AI summary
Elon Musk percaya bahwa Tesla adalah pemimpin dalam pengembangan robot humanoid. China semakin maju dalam teknologi robotika, yang dapat menjadi ancaman bagi perusahaan AS. Produksi robot humanoid Tesla, Optimus, terhambat oleh masalah pasokan bahan langka dari China. Elon Musk, CEO Tesla, menyatakan keyakinannya bahwa Tesla adalah pemimpin global dalam pengembangan robot humanoid, meskipun ada persaingan ketat dari perusahaan-perusahaan China. Musk menyebutkan bahwa Tesla dan SpaceX berada di peringkat pertama, sementara peringkat dua hingga sepuluh kemungkinan besar akan diisi oleh perusahaan-perusahaan China.Tesla memperkenalkan robot humanoid Optimus pada tahun 2022 dan Musk mengklaim bahwa proyek ini bisa menghasilkan lebih dari $10 triliun dalam pendapatan. Namun, produksi Optimus terganggu oleh pembatasan ekspor bahan langka dari China, yang merupakan produsen terbesar logam tanah jarang di dunia.Selain Tesla, perusahaan rintisan Figure AI yang didukung oleh Nvidia, Microsoft, dan Jeff Bezos juga menarik perhatian dalam pengembangan robot humanoid. Sementara itu, China terus membuat kemajuan signifikan dalam teknologi ini, termasuk penggunaan robot untuk membantu perawatan lansia.

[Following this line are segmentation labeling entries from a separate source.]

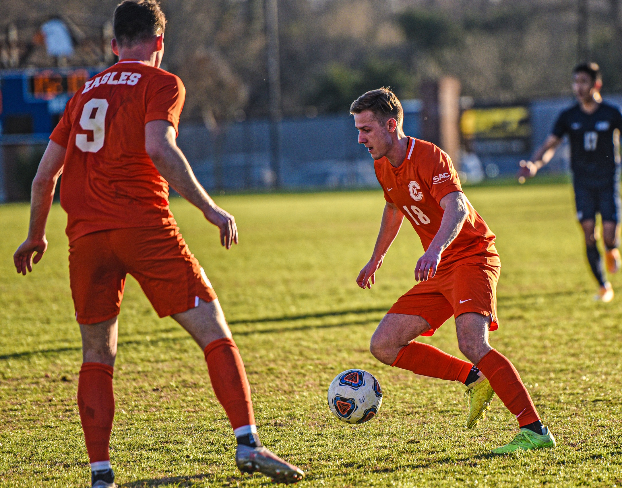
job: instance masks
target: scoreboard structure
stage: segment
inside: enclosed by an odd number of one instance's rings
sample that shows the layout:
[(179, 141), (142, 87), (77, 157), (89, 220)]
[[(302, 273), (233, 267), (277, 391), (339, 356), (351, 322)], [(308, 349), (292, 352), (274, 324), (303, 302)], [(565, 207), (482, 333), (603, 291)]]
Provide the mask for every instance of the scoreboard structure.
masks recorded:
[(27, 199), (29, 179), (65, 105), (105, 67), (0, 71), (0, 202)]
[(47, 138), (62, 116), (67, 101), (100, 71), (97, 68), (46, 68), (0, 72), (0, 138)]

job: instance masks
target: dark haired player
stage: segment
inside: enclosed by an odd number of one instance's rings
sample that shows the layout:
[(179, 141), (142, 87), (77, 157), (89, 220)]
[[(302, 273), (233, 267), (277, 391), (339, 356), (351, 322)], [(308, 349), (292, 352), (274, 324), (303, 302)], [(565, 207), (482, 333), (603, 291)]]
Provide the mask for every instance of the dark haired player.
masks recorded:
[(536, 176), (550, 161), (555, 150), (567, 134), (570, 141), (570, 161), (577, 205), (577, 218), (585, 235), (590, 267), (598, 282), (597, 299), (610, 302), (613, 289), (605, 279), (596, 246), (596, 214), (603, 220), (603, 240), (607, 271), (620, 268), (620, 153), (616, 147), (622, 130), (620, 108), (603, 101), (603, 86), (596, 63), (580, 64), (572, 72), (572, 91), (577, 103), (557, 118), (552, 133), (534, 152), (532, 161), (521, 161), (521, 179)]
[(112, 45), (119, 61), (74, 95), (50, 136), (32, 184), (28, 237), (15, 253), (15, 266), (26, 274), (45, 252), (45, 222), (62, 173), (72, 296), (82, 336), (78, 405), (93, 487), (116, 486), (108, 450), (127, 273), (158, 315), (172, 317), (203, 350), (237, 438), (240, 470), (295, 482), (303, 472), (259, 441), (239, 352), (211, 284), (169, 209), (170, 184), (218, 227), (223, 246), (238, 242), (233, 216), (198, 184), (175, 144), (185, 89), (159, 67), (165, 22), (154, 0), (126, 0), (117, 7)]
[[(375, 160), (386, 200), (371, 259), (356, 283), (361, 288), (376, 283), (376, 272), (404, 217), (425, 250), (415, 268), (419, 283), (380, 321), (371, 337), (371, 354), (415, 374), (464, 383), (471, 398), (468, 428), (484, 417), (496, 393), (516, 416), (521, 430), (494, 454), (554, 448), (555, 439), (542, 425), (518, 372), (488, 344), (489, 331), (498, 328), (501, 262), (494, 234), (462, 192), (449, 156), (431, 143), (404, 134), (402, 106), (387, 88), (361, 95), (350, 113), (358, 142)], [(471, 362), (415, 340), (432, 336), (452, 315), (460, 350)]]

Pendekatan Elon Musk yang ambisius sering kali menarik perhatian tetapi juga rentan terhadap keterlambatan dalam implementasi. Meski demikian, posisi Tesla sebagai pelopor kendaraan listrik memberi mereka fondasi kuat untuk memimpin dalam robotik humanoid, asalkan mengatasi hambatan pasokan bahan utama.